Anche se la ricerca in materia è per lo più carente, le organizzazioni sportive partono dal presupposto che la cannabis non migliora le prestazioni e i risultati atletici. Nel 2013, la WADA ha aumentato i livelli consentiti per i metaboliti del THC in modo che solo gli atleti che si sono "sballati" il giorno della competizione falliscano un test antidoping. Questa mossa era intesa a riconoscere la realtà di molti atleti professionisti che usano marijuana a scopo medico o ricreativo nel loro tempo libero.

La WADA e altre organizzazioni sportive continuano a vietare la sostanza perché non soddisfa altri due criteri: presumibilmente aumenta il rischio di lesioni durante le competizioni e fa sembrare gli atleti cattivi come modelli. Tuttavia, i sostenitori di Richardson vedono la sua sospensione di un mese dopo il test antidoping fallito e la sua esclusione dal roster dei giochi di Tokyo come un'ingiustizia.

La stessa atleta ha spiegato in un'intervista perché ha fumato marijuana. Aveva appena saputo della morte della sua madre biologica, e la sostanza l'ha aiutata ad affrontare la perdita. L'uso di cannabis a scopo ricreativo è legale in Oregon, dove si sono svolte le prove di atletica leggera per le Olimpiadi.

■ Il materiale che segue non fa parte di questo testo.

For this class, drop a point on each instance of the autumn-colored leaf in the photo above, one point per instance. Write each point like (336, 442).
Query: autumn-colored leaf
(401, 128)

Non solo una questione di compassione

Dopo la sua impressionante vittoria alle prove, Sha'Carri Richardson era una concorrente per l'oro nei 100 metri femminili a Tokyo. Tuttavia, nessuno si aspetta che la WADA faccia un'eccezione alle regole a causa dei sogni infranti della giovane atleta. Ma le regole stesse devono essere cambiate per riflettere la nuova realtà in cui sempre più persone si rivolgono alla cannabis.

Gli atleti segnalano l'uso di marijuana medica per trattare muscoli doloranti e lesioni minori. Questo, tra l'altro, potrebbe portare ad una riduzione dell'uso di oppioidi. Altri fumano per rilassarsi dopo le fatiche degli allenamenti e delle gare. Alcuni atleti chiedono anche lo studio della droga come un modo per prevenire e trattare le commozioni cerebrali.